Ceremony honors cancer survivors, victims
Names of loved ones who lost their battle to cancer were called out while their friends and family members stood around a lit tree with candles in their hands illuminating their faces as some said a quiet prayer and others silently listened.
The eighth annual Tree of Hope ceremony was held at the Cancer Care Institute on Thursday evening. Aiken Regional Medical Centers and their Caring for Carolina partners, Maxwell Law Firm and WJBF News Channel 6, sponsored the ceremony and any donations collected at the event went to the Savannah River Cancer Foundation.
“This is kind of a touching thing for all of us because it’s a time to honor those who fought the battle – both those who have won and those who lost the fight,” said Liz Stewart, a member of the foundation’s board and a three-time cancer survivor.
Stewart added that it’s also a time to honor those loved ones who stood by the sides of those wrestling with the disease.
The Tree of Hope campaign is one of the foundation’s primary annual fundraisers which start in early November, according to Event Chairperson Maria Toth. She said all funds donated to the foundation stay local and help those affected by cancer in several counties including Aiken, Allendale, Barnwell and Edgefield. The foundation also offers early detection and prevention programs.
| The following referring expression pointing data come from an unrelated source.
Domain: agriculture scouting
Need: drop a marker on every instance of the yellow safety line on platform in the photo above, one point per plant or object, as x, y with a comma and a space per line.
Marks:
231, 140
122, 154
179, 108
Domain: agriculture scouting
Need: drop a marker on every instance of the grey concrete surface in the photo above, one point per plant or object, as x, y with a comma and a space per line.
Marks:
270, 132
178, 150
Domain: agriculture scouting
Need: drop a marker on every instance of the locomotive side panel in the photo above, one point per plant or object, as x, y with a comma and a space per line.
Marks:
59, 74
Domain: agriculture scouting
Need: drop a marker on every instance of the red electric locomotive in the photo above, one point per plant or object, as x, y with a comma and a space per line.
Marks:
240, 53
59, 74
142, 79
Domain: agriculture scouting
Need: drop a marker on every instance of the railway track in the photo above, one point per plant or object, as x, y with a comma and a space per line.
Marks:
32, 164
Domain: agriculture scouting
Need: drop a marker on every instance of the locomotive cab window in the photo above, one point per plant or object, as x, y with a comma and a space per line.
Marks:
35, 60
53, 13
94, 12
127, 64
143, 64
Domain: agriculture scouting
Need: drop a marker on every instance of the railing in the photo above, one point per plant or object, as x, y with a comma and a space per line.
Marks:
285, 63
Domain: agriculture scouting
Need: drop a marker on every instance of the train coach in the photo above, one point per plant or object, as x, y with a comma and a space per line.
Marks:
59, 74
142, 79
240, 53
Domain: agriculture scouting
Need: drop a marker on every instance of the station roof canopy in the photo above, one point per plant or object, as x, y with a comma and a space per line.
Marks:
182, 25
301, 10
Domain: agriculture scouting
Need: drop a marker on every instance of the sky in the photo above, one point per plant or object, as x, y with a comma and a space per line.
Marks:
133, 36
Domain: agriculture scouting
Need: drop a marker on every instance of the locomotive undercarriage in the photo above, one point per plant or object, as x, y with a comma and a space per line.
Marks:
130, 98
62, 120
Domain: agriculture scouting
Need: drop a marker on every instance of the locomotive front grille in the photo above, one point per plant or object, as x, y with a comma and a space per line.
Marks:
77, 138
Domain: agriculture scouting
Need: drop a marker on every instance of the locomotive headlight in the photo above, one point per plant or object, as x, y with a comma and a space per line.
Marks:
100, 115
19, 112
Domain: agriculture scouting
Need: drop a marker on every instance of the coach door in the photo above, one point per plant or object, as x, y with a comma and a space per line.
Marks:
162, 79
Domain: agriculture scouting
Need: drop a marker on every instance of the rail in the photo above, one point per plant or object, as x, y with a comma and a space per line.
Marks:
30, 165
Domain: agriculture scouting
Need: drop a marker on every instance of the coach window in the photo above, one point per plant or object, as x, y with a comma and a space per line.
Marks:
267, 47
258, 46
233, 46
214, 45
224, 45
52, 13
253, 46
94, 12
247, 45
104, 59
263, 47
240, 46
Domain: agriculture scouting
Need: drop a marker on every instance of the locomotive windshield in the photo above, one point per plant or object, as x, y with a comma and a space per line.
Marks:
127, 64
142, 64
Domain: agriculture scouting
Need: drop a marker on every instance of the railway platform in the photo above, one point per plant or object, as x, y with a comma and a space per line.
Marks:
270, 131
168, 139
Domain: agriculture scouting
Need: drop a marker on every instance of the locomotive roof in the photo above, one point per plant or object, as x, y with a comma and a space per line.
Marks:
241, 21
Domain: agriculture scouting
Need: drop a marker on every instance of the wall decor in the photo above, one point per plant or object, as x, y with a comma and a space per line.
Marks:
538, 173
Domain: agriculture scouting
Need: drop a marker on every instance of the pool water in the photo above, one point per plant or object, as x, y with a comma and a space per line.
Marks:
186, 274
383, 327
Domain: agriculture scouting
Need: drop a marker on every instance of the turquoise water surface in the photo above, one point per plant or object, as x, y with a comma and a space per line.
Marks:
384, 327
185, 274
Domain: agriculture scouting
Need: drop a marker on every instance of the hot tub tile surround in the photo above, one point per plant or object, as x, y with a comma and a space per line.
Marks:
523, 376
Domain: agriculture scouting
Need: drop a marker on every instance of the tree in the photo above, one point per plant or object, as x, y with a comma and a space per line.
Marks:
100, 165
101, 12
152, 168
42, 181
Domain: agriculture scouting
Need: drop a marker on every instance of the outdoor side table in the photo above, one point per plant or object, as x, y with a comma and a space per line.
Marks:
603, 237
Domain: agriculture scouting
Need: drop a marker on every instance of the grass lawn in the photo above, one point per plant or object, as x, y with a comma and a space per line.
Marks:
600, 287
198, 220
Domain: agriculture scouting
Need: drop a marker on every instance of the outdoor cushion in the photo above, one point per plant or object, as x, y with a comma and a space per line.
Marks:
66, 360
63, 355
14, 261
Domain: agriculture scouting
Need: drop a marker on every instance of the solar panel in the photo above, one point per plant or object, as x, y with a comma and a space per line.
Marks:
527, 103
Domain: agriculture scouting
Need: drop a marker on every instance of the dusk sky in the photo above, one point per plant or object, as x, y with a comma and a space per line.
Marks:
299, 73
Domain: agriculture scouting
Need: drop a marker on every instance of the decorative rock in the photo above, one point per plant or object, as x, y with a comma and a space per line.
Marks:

The need for the foundation’s services has grown over the years.
Jeanne Quattlebaum attended the ceremony and is one of the original members of the foundation, which was established in2003. Suzanne Messick, who passed away in 2007, was a founding member of this organization. Quattlebaum has been touched by cancer in several ways – she is a survivor, her father died of it and recently, she lost a close friend to the disease.
“It’s just important to the survivors and it’s important to the survivors’ families that we remember those who fought so gallantly,” Quattlebaum said about the tree lighting ceremony.
Annette Henderson, Quattlebaum’s daughter, also attended the ceremony. Henderson has watched her mother work diligently for the cause and has been inspired by the work the foundation has done over the years.
Henderson said the tree lighting is a time of great hope but also a time of comfort to those who are at the event to remember a loved one lost.
“It’s both uplifting and sad,” Henderson said. “Our hearts goes out to all of them.”
Scott Ansede, ARMC chief operating officer, said cancer is a horrible disease and the fight against it is ongoing. He recognized the foundation’s work over the years and commended the tree lighting event.
“It’s really meaningful,” Ansede said about the event. “It’s very special for the people going through it.”
The speaker, Tom Nulton, was not able to make the event so his daughter Kim spoke for him. Nulton has had multiple bouts with cancer and with each of those battles, he continues to have a positive attitude. Kim said that he wanted to tell attendees of the event to “keep fighting the good fight.”
Kim also took the opportunity to thank her father’s doctors and the foundation.
“Without them, I don’t know where we’d be,” Kim said. “They’re doing a great job.”
The Savannah River Cancer Foundation will continue to take donations for its Tree of Hope campaign through December. Donations can be mailed to SRCF/Tree of Hope, P.O. Box 3694, Aiken, SC, 29802.